EVERETT — Tucked away in a grove at McCollum Park, the Snohomish County DUI Victims Memorial Wall was once a place where family members and loved ones of victims could grieve.
But now, widower Tony Mace said drug use and transients have rendered the area less-than-desirable for quiet reflection. The remote location also means many aren’t aware the memorial exists.
That’s why Jan Schemenauer, the county’s DUI victim panel coordinator, has proposed moving it to the Snohomish County campus in downtown Everett.
“The first time I went down to the wall, I was, for lack of a better word, appalled,” she said at a County Council meeting Tuesday morning. “I thought the emotion behind it was most sincere, but I felt that the location was horrible.”
Schemenauer’s husband was killed by an impaired driver 40 years ago. They had been married for five months.
“I feel that the more we put (the memorial) in the front, rather than in the back, is the only way we’ll get change to occur,” she said.
The wall was built in 2001 and has 143 names on it.
At Tuesday’s meeting, a handful of survivors came to discuss why they support moving the memorial.
Mace lost his wife of two years and high school sweetheart, Cinnamon Mace, in 1992.
He’s thought about putting her name on the wall a couple of times, but “it’s not a location I would go to to remember her,” he said.
Mace, now a county firefighter, said he’d like to see the wall honor victims in a welcoming public place, similar to a war memorial.

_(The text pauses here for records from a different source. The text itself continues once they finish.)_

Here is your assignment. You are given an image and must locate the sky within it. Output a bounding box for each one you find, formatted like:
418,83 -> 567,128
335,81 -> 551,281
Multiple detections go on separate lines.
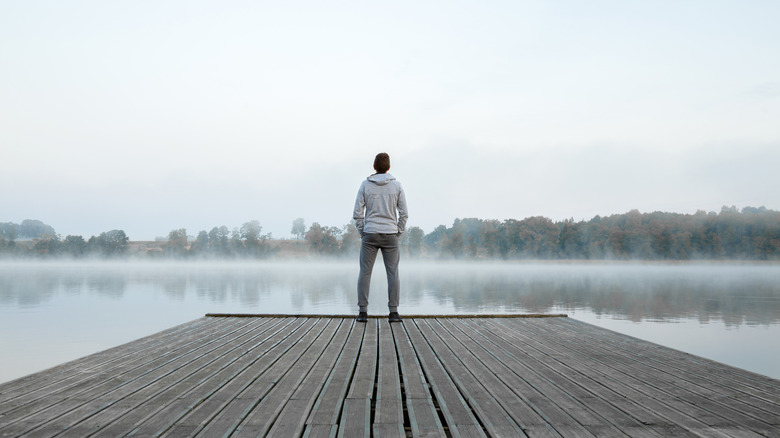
0,0 -> 780,240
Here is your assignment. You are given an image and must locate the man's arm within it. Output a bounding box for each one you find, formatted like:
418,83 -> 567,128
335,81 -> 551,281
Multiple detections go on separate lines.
396,183 -> 409,236
352,184 -> 366,237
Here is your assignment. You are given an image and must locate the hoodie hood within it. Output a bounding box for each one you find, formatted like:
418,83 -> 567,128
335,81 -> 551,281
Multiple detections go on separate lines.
366,173 -> 395,186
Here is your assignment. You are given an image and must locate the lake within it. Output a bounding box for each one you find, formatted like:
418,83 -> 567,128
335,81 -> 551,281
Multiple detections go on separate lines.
0,259 -> 780,382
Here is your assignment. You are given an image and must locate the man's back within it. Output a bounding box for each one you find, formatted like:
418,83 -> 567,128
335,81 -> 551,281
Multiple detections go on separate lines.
352,173 -> 408,235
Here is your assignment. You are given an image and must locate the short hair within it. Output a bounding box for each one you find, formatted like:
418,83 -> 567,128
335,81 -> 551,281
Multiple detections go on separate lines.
374,152 -> 390,173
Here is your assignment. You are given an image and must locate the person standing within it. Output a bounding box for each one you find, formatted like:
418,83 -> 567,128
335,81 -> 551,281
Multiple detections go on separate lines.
352,152 -> 409,322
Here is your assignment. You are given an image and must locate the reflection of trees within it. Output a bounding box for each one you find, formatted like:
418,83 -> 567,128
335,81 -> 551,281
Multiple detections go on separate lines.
404,264 -> 780,325
0,261 -> 780,326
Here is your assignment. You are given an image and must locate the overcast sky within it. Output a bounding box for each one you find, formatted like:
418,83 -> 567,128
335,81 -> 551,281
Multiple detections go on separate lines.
0,0 -> 780,240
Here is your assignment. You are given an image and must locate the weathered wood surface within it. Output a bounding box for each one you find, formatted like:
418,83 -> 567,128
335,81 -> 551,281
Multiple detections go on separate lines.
0,315 -> 780,437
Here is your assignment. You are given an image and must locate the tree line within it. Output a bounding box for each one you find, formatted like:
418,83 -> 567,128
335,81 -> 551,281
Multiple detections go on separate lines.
0,206 -> 780,260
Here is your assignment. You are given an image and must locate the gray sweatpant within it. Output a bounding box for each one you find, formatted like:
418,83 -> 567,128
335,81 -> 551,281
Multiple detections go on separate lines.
358,234 -> 401,312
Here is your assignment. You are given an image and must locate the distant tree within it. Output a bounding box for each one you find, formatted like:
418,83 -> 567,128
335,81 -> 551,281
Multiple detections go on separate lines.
290,217 -> 306,239
190,230 -> 209,255
62,235 -> 87,257
339,223 -> 360,257
19,219 -> 56,239
404,227 -> 425,258
0,222 -> 19,241
165,228 -> 189,257
304,222 -> 341,255
87,230 -> 130,257
240,220 -> 268,257
209,225 -> 232,255
33,233 -> 62,257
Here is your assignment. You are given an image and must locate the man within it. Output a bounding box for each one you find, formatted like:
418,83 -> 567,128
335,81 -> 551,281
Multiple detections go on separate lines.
352,152 -> 408,322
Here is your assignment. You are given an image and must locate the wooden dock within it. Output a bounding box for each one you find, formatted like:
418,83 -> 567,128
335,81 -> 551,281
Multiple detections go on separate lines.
0,315 -> 780,437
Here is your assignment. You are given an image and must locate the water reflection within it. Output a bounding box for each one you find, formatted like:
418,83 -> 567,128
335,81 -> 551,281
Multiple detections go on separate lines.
0,263 -> 780,326
0,262 -> 780,382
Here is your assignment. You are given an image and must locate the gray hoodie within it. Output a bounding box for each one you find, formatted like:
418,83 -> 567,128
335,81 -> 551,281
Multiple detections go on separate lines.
352,173 -> 409,236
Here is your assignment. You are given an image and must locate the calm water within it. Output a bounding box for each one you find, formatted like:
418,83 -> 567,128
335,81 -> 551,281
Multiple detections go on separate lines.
0,261 -> 780,382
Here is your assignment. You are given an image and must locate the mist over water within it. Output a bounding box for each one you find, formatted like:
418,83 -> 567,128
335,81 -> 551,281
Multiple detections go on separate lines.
0,259 -> 780,381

“It’s comparable to me because of the tragedy of the loss,” he said. “I think the DUI wall should be as meaningful, as impactful and as public of a location.”
James Snow, who lost his brother, Peter John Snow, in 1994, said he doesn’t mind the wall’s location. Peter’s name was added in 2015.
“But the couple of times I’ve been back to visit I’ve found things on the wall that are just horrible and go against what the wall was meant to be, almost like a slap in the face,” he said. “So I’ve kind of stopped going, and I think that’s a tragedy.”
Schemenauer said the wall has been marked with graffiti, and people have written names on empty tiles.
In a more central location like the Snohomish County government campus, Snow said the wall could serve as a reminder and a lesson to those who walk past it.
County Councilmember Sam Low directed staff to look into potential alternative locations for the monument.
They’ll be speaking with the families of those whose names are on the wall to make sure the move would serve everyone involved, Low said. It will likely be several months before the topic comes back to the council, he said.